A well-known Bengali journalist stated a few days ago that General Ziaur Rahman wished to divorce his wife Khaleda Zia back in the early 1970s. He went a little further, to let his audience know that Zia had never fought in the War of Liberation, that indeed he had no idea of what a war was.
These comments were as unwarranted as they were unethical. Remarks of this kind do not in any way enhance the reputation or credibility of the journalists making them. They only hint at the low point to which journalism, at the hands of some of its practitioners, may have sunk in Bangladesh, the point being an attempt to tar people with the brush of innuendo and scandal. In the case under consideration, the question which comes to mind relates to how our journalist came to know about the state of the Zia marriage.
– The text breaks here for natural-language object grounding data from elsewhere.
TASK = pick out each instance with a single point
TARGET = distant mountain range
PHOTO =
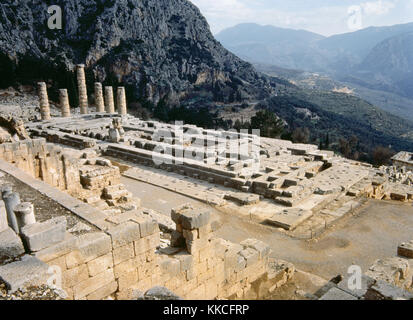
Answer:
(375, 58)
(165, 55)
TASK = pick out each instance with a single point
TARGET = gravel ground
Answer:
(44, 207)
(32, 293)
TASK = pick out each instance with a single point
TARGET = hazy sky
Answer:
(325, 17)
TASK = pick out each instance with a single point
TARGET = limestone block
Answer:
(262, 248)
(28, 271)
(124, 253)
(74, 276)
(58, 262)
(86, 287)
(39, 236)
(141, 246)
(204, 232)
(196, 245)
(100, 264)
(186, 260)
(124, 233)
(198, 293)
(205, 253)
(383, 290)
(177, 239)
(144, 284)
(337, 294)
(10, 244)
(170, 266)
(125, 267)
(147, 226)
(25, 214)
(190, 234)
(89, 246)
(211, 290)
(366, 283)
(104, 291)
(190, 218)
(406, 250)
(241, 263)
(58, 250)
(128, 280)
(129, 294)
(153, 241)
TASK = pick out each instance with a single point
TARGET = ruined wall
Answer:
(43, 161)
(125, 257)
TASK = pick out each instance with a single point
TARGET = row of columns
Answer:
(102, 104)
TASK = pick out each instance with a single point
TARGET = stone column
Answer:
(109, 103)
(81, 85)
(99, 102)
(3, 217)
(6, 189)
(25, 214)
(11, 200)
(121, 99)
(44, 101)
(64, 103)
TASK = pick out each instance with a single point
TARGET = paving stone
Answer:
(28, 271)
(406, 250)
(124, 233)
(41, 235)
(382, 290)
(11, 245)
(337, 294)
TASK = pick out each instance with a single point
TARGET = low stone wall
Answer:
(43, 161)
(125, 258)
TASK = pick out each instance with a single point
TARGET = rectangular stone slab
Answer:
(41, 235)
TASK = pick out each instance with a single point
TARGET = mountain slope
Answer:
(390, 64)
(268, 44)
(161, 49)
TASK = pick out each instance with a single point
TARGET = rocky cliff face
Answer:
(159, 49)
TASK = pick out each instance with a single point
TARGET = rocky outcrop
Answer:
(159, 49)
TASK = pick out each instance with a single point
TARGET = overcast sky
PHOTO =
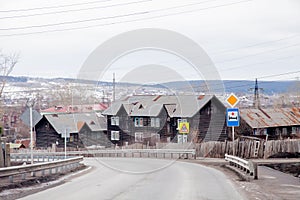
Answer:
(244, 39)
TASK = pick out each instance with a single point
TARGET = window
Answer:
(155, 122)
(115, 121)
(155, 136)
(138, 137)
(115, 135)
(179, 121)
(295, 130)
(138, 122)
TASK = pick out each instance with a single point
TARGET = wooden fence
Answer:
(247, 148)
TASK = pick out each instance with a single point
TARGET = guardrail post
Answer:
(255, 173)
(11, 179)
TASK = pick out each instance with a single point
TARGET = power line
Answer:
(97, 19)
(248, 84)
(72, 22)
(52, 7)
(118, 22)
(254, 45)
(74, 10)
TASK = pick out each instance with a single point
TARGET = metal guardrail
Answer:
(59, 165)
(247, 166)
(117, 153)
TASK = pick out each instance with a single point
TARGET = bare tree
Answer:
(7, 64)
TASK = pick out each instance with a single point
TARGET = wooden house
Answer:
(151, 119)
(274, 122)
(84, 130)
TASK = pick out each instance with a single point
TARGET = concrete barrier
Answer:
(58, 165)
(145, 153)
(246, 167)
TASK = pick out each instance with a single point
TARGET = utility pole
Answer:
(114, 87)
(30, 105)
(256, 99)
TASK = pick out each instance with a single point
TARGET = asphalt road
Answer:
(139, 178)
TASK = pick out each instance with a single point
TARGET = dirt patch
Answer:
(34, 185)
(289, 168)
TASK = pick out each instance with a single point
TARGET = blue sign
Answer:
(233, 117)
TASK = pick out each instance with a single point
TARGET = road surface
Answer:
(127, 180)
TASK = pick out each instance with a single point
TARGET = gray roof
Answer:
(271, 117)
(72, 121)
(176, 106)
(113, 109)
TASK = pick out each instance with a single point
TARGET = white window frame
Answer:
(152, 122)
(115, 135)
(155, 122)
(138, 137)
(115, 121)
(179, 121)
(138, 122)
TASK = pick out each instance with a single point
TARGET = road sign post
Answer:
(232, 116)
(65, 135)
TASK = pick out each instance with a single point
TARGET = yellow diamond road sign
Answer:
(232, 100)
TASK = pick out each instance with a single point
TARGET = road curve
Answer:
(179, 180)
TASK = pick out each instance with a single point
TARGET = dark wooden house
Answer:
(84, 129)
(274, 122)
(151, 119)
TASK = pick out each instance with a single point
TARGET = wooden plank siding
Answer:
(208, 124)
Beyond that, there is the legitimate query of whether it was, or is, at all necessary or proper to undermine a public figure through such below-the-belt means as casting aspersions on her marriage.
It is not the business of a journalist to reflect on the state of politicians’ marriages, unless of course those marriages impinge on a proper functioning of the State. Of course, there are people in the media world, here in Bangladesh, whose political partisanship is well pronounced. But that ought to be no reason for them to try running down men and women who they may not agree with politically and who are in the limelight through abusing the calling of journalism. In Bangladesh, where history has been distorted and suppressed and selectively presented, it ought not to be for journalists to determine who fought in the war and who did not, not to be for them to try destroying the reputations of those who have become part of history. The chronicles of time have already assured such individuals their spaces in the national historical narrative.
Journalism in Bangladesh has sometimes been dealt deathly blows by its very practitioners. Early in November 1975, a leading Bengali journalist spread the canard of an Indian missive, suggesting the release of four national leaders then in prison and handing over power to them, being intercepted in Dhaka by the murderous cabal then holding the country in its grip. Within a few hours, the four leaders — men who had been leading lights in the Mujibnagar government in 1971 — were bludgeoned to death in prison. Subsequently, when asked if he had the letter in his possession, the journalist answered in the affirmative. Somewhat later, he averred that he had seen the letter in someone else’s possession. Much later, he admitted that he had not had the opportunity to see the letter.
And yet on the basis of a false report by this newsman, four of the best of men in our politics lay dead. Nothing happened to the journalist, who moved on to better niches and eventually died a peaceful death. That of course reminds us of the journalist through whose hands an image of a young woman clad in a sack in the tough days of 1974 went around the world. That image of Bashanti did incalculable harm to the reputation of Bangabandhu’s government, which was already under pressure on a number of fronts. The government was to fall in a bloody coup d’etat that would push the country into medieval darkness for twenty one years. And, worse, that picture of the young woman preserving her modesty attired in a sack turned out to have been an untruth, a set-up.
In the course of the nine-month War of Liberation, two Bengali journalists happily toed the line of the Pakistan military junta through dutifully and regularly producing and presenting a propaganda programme they called Plain Truth from the Dhaka centre of Radio Pakistan. Once Liberation came, one of these two men surreptitiously and mysteriously insinuated himself into the corridors of power as press secretary to the Bangladesh Prime Minister, in this case Bangabandhu Sheikh Mujibur Rahman. Within days, however, his 1971 role was exposed and he was shown the door. In the years that followed, though, this journalist went from one important position to another, both in the newspaper industry and in government. Absence of ethics appeared to have brought him rich dividends.
It is not only in Bangladesh that journalists have strayed from the well-defined paths set for them by the calling of their profession. Throughout the 1960s and 1970s, Z.A. Suleri made sure that he pleased all dictatorial regimes in Pakistan with his sycophancy. He had a knack for changing political loyalties every time one regime gave way to another. It was a quality which certainly did not enhance his reputation but only exposed the naked opportunism in him. Journalism ends where opportunism comes in, a reality we have noted in the propensity of some leading media men to curry favour with military rulers, a skill that often helps them find places in such extra-constitutional regimes as ministers. This has happened both in Pakistan and Bangladesh. The story began with Altaf Husain, editor of Pakistan’s Dawn newspaper, soliciting and finding a berth in the government of Field Marshal Mohammad Ayub Khan in 1965.
Journalism without ethics is a danger to society. Media people who gloat in insulting politicians, be they in government or outside it, make a bad casualty of professionalism. Morality then takes a bad beating.